1/2" hardware cloth cut to width of hive and 7 squares deep. Bend into a v shape at the fourth row of squares. Then slide into the hive entrance.


----------



## MAXANT (Sep 13, 2008)

Why not just spend the $4.75 and buy a ss one from us?


----------



## eqnox (Nov 10, 2009)

An super easy homemade one.

http://www.bluelineapiary.com/2010/10/simple-mouse-guard/


----------



## Walt B (Jul 14, 2009)

I have heard of people using the metal drywall edging, cut to size and enlarging some of the holes to 3/8".

Walt


----------



## danno (Dec 17, 2007)

I use 1/2 hardware cloth 4" X 16 and fold in half so the holes dont line up. This will give you holes about 1/4 to 3/8high X 1/2 wide. I staple this to a pc of 3/4 X 16" long wood and just screw them into the hive body


----------



## Skybolt (Jul 6, 2009)

I just use a piece of galvinized sheet metal from heating ducts. It's usually 26 gauge and we cut it with tin snips. I cut it the width of the hive and 2 or 3 inches wide. Then cut a notch the size of the opening that you want on one of the bottom sides and screw this to the face of the hive with 2 or 3 quarter inch sheet metal zip in screws. That way it serves as an entrance reducer also. It's best to pre drill the holes in the sheet metal for the screws. You could probably even use thumb tacks to secure it.


----------



## berkshire bee (Jan 28, 2007)

Just cut the 1/2 hardware cloth to width of opening and staple to the front.

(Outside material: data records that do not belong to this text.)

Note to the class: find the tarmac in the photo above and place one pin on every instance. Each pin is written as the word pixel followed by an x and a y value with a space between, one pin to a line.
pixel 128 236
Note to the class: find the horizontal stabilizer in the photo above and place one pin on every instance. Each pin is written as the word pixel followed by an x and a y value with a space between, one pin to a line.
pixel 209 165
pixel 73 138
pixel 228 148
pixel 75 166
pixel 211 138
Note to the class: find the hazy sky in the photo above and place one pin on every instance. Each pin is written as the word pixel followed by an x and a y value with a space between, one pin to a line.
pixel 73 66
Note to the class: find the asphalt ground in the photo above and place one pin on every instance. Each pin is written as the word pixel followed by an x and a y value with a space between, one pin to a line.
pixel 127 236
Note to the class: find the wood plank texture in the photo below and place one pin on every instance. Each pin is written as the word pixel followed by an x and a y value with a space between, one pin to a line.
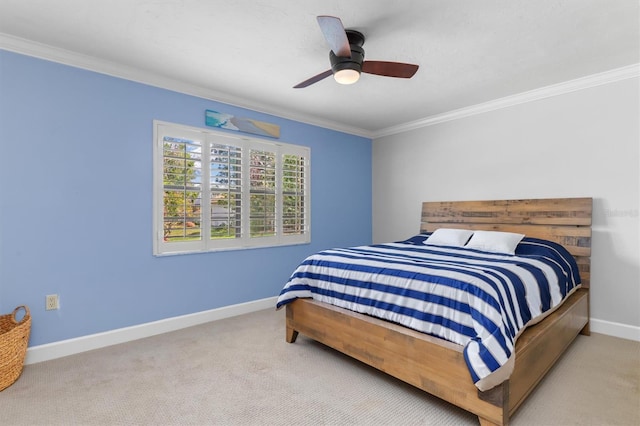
pixel 437 366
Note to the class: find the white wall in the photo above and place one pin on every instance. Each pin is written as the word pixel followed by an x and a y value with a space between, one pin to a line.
pixel 578 144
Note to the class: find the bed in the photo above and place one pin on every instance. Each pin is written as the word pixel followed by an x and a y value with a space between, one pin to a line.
pixel 438 366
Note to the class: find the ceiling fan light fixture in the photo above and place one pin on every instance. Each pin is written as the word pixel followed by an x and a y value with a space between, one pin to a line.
pixel 346 76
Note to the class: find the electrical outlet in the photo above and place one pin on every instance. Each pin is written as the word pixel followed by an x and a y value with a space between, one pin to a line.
pixel 52 302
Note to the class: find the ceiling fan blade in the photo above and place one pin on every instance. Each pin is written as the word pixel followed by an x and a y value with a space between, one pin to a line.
pixel 389 69
pixel 335 35
pixel 313 79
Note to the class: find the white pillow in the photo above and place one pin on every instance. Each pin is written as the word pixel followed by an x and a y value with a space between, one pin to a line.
pixel 449 237
pixel 495 241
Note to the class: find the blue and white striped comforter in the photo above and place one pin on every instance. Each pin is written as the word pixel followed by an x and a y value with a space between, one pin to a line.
pixel 479 300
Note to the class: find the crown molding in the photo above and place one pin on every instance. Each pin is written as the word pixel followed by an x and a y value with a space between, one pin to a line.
pixel 50 53
pixel 623 73
pixel 113 69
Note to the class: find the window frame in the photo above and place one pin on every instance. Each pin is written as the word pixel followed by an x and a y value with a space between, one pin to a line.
pixel 206 138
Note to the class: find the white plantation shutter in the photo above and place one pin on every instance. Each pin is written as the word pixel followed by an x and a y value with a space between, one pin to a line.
pixel 217 191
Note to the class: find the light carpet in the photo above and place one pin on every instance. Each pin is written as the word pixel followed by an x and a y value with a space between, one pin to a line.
pixel 240 371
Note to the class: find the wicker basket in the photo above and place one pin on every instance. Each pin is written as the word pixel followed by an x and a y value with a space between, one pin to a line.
pixel 14 337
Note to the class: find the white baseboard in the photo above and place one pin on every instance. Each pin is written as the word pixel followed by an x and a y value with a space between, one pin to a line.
pixel 615 329
pixel 77 345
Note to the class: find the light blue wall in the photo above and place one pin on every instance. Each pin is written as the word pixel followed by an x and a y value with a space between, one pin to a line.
pixel 76 209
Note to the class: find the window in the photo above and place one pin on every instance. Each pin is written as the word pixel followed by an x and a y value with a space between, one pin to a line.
pixel 217 191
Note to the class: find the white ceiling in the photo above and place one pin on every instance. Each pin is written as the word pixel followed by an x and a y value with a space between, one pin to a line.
pixel 251 53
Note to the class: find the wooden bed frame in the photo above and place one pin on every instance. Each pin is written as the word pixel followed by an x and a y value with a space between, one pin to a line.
pixel 437 366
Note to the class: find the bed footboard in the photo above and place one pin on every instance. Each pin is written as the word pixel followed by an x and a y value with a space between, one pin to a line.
pixel 437 366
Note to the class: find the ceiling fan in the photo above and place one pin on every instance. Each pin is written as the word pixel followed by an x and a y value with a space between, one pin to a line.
pixel 347 56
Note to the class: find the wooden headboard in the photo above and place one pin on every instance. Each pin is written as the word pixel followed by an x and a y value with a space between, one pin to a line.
pixel 566 221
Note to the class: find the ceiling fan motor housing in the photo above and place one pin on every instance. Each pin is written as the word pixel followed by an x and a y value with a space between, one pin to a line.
pixel 353 63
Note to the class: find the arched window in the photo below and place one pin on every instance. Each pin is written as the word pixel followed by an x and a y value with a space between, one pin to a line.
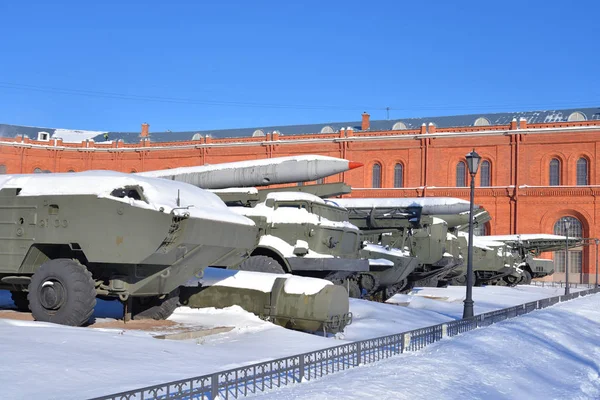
pixel 582 172
pixel 555 172
pixel 575 255
pixel 484 173
pixel 481 229
pixel 376 175
pixel 398 175
pixel 461 174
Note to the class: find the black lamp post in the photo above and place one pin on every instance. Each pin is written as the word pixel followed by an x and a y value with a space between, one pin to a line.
pixel 597 242
pixel 473 163
pixel 567 224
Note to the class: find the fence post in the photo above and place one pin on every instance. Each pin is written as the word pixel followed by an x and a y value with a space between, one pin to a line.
pixel 214 386
pixel 301 368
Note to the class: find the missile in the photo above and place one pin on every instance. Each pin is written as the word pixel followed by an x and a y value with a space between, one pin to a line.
pixel 257 172
pixel 431 205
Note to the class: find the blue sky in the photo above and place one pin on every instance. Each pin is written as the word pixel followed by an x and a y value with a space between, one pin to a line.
pixel 186 65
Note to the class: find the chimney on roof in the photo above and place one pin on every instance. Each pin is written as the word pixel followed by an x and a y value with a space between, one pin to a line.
pixel 145 129
pixel 365 123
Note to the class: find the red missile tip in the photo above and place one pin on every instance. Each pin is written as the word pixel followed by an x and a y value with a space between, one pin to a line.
pixel 354 164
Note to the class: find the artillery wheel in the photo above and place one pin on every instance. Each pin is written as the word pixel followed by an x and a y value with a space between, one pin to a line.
pixel 526 278
pixel 260 264
pixel 153 307
pixel 391 290
pixel 512 280
pixel 20 300
pixel 62 291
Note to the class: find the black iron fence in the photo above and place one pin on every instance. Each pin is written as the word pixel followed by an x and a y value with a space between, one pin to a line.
pixel 563 284
pixel 257 378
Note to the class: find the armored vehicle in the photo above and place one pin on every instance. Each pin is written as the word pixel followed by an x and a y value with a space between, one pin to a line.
pixel 301 233
pixel 529 246
pixel 400 224
pixel 493 263
pixel 67 238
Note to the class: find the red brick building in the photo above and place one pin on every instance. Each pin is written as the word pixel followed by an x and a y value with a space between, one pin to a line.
pixel 538 167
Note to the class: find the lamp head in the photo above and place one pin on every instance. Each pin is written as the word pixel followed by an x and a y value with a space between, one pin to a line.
pixel 473 160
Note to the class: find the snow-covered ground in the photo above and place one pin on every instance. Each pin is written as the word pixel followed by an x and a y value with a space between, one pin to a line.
pixel 41 360
pixel 552 353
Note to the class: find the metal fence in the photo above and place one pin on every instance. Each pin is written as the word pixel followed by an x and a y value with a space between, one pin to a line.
pixel 563 284
pixel 256 378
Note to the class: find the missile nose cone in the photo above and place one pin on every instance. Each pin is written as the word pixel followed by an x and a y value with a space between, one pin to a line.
pixel 354 164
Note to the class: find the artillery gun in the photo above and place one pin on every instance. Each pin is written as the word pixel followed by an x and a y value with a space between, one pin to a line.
pixel 68 238
pixel 402 224
pixel 302 234
pixel 527 247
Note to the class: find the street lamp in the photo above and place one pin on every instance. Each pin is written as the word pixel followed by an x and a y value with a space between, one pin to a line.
pixel 597 241
pixel 567 224
pixel 473 163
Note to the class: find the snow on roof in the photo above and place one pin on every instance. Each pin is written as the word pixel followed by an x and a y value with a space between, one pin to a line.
pixel 528 236
pixel 431 205
pixel 75 135
pixel 159 192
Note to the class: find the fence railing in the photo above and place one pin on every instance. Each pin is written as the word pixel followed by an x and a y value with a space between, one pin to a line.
pixel 563 284
pixel 256 378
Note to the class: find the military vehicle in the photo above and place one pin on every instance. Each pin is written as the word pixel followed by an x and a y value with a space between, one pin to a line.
pixel 301 233
pixel 257 172
pixel 293 302
pixel 400 224
pixel 493 263
pixel 68 238
pixel 528 247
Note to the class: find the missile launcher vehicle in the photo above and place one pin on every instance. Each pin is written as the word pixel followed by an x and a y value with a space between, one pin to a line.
pixel 293 302
pixel 527 247
pixel 401 224
pixel 302 234
pixel 68 238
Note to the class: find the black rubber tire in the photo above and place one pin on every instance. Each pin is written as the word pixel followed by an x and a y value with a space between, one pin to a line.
pixel 71 283
pixel 526 278
pixel 20 300
pixel 154 307
pixel 261 264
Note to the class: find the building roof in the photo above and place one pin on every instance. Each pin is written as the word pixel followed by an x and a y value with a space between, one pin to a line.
pixel 504 118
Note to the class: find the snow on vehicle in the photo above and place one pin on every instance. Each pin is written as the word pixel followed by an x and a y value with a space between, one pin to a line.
pixel 67 238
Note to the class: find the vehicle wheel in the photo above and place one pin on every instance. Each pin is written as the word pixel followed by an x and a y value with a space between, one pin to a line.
pixel 526 278
pixel 261 264
pixel 511 280
pixel 62 291
pixel 353 289
pixel 369 282
pixel 20 300
pixel 153 307
pixel 393 289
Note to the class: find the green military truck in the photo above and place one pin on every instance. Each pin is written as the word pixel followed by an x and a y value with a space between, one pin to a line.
pixel 69 238
pixel 303 234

No need to bend and stuff in the hole and you can just leave it on year round


----------



## Ski (Jan 18, 2007)

Mouse Guard 
I found this easy to make mouse guard while reading another post here on Besource.

The theory is that mice will not go through a 3/8” opening but bees do fine (bee space). 
http://www.thebeeyard.org/ 

It was mentioned at a local bee meeting that when reducers were left on all winter the bees were found around the open part of the reducer. 

So my thought was to make a 3/8” opening all the way across. Here is one I made. 
http://i173.photobucket.com/albums/w45/Beegood_01/mouseguard001.jpg 
I did make it 3/8” instead of the 5/6” as mentioned in the link above, maybe next time I will use 5/16’. 

If you have a table saw you could cut the lip on the bottom board down to 3/8" and it should work fine.
Ski


----------



## pokerman11 (Feb 9, 2009)

I just stuck some hardware cloth in there. Could not be easier.

OH Yea when you want into big box warehouse store, and ask for hardware cloth they usualy will look at you funny. But I know that both HD and lowes carry it - it's where they keep the chicken wire. HD has a good selection in many sizes and shapes.


----------